How climate change affects women more—and why they need to be listened to.
Women are on the front line of climate change around the world, but they’re still hugely underrepresented when it comes to making decisions. Vogue looks at why addressing gender inequality is essential when it comes to tackling the crisis facing our planet
“Patriarchy = climate emergency”, read a neon sign suspended above the Dior catwalk during Paris Fashion Week, leading to questions over whether our male power structures are to blame for the current crisis facing our planet.
While the equation might not be quite that simple, there's no doubt that patriarchy means it is often women who bear the brunt of climate change. “Existing inequalities within society are exacerbated by the impacts [of the climate crisis],” Fleur Newman, gender affairs officer at the United Nations Framework Convention on Climate Change (UNFCCC), tells Vogue.
The impact on women
The effects of climate change on women vary depending on the context, although there are common threads around the world. According to the International Union for the Conservation of Nature (IUCN), women are often responsible for food, water and fuel, meaning the scarcity of these resources has an obvious impact.

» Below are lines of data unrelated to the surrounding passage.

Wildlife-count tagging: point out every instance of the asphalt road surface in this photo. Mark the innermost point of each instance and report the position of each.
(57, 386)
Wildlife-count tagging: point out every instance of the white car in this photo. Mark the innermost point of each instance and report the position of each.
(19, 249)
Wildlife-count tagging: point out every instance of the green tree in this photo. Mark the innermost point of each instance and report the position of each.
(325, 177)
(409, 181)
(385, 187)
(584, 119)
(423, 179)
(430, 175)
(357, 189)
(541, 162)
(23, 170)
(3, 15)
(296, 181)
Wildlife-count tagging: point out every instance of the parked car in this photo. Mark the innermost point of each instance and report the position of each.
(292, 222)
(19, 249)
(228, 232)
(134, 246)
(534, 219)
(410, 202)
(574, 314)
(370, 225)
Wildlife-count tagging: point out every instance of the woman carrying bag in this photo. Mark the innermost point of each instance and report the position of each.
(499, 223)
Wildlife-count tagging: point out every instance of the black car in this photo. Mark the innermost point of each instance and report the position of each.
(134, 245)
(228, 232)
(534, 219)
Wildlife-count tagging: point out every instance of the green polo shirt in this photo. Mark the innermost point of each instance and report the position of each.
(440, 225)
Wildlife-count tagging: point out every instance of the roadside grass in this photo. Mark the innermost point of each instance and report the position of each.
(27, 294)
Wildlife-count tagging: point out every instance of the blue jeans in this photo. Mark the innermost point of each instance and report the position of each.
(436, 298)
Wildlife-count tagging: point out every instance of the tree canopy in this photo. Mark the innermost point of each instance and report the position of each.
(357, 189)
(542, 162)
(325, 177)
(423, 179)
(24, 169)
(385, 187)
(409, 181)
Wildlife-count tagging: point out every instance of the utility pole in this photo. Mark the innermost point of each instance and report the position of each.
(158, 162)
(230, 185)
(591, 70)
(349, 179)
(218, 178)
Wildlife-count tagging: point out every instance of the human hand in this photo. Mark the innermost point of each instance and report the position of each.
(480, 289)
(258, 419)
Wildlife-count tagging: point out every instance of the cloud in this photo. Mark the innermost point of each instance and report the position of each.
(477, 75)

“If there’s a drought, you find women having to walk miles just to collect water for drinking and cooking,” says Nitya Rao, professor of gender and development at the University of East Anglia, who examined the impact of climate change on women in Asia and Africa. “In rural farming populations, the effect of climate change on crops means men end up migrating to towns or overseas for other jobs, so women are left with higher burdens of [responsibility].”
Meanwhile, a recent study by the IUCN found that climate change is leading to increased violence against women around the world, as the strain over limited resources reinforces existing power imbalances within communities and individual households. Human trafficking and the sexual exploitation of women can rise in the aftermath of a climate disaster, as traffickers look to target vulnerable communities; for example, trafficking figures tripled after the Haiyan typhoon in 2013.
Increased rates of child marriage are also associated with climate-related disasters, as young daughters are married off in an attempt to reduce burdens on families in countries including Bangladesh, Ethiopia and South Sudan. High rates of gender-based violence in the Pacific region is a huge concern; following two tropical cyclones in Vanuatu in 2011, one domestic violence organisation reported a 300 per cent increase in cases.
Women’s choices are impacted in the immediate aftermath of a disaster, too. “When you're deciding where you're going to go for safety, how do you know that you'll be safe in the emergency centre?” questions Noelene Nabulivou, co-founder of Diverse Voices and Action for Equality (DIVA), a collective of lesbian, bisexual and transgender women in Fiji.
The rise of women’s networks
Women on the front line of climate change have been forced to develop strategies to cope with the ever-increasing threat of environmental disasters, including forming female networks to assist one another. “In East Africa, women are setting up households with other women,” Rao says. “A second strategy is around [forming] collectives, whether it's savings groups, labour sharing or childcare.”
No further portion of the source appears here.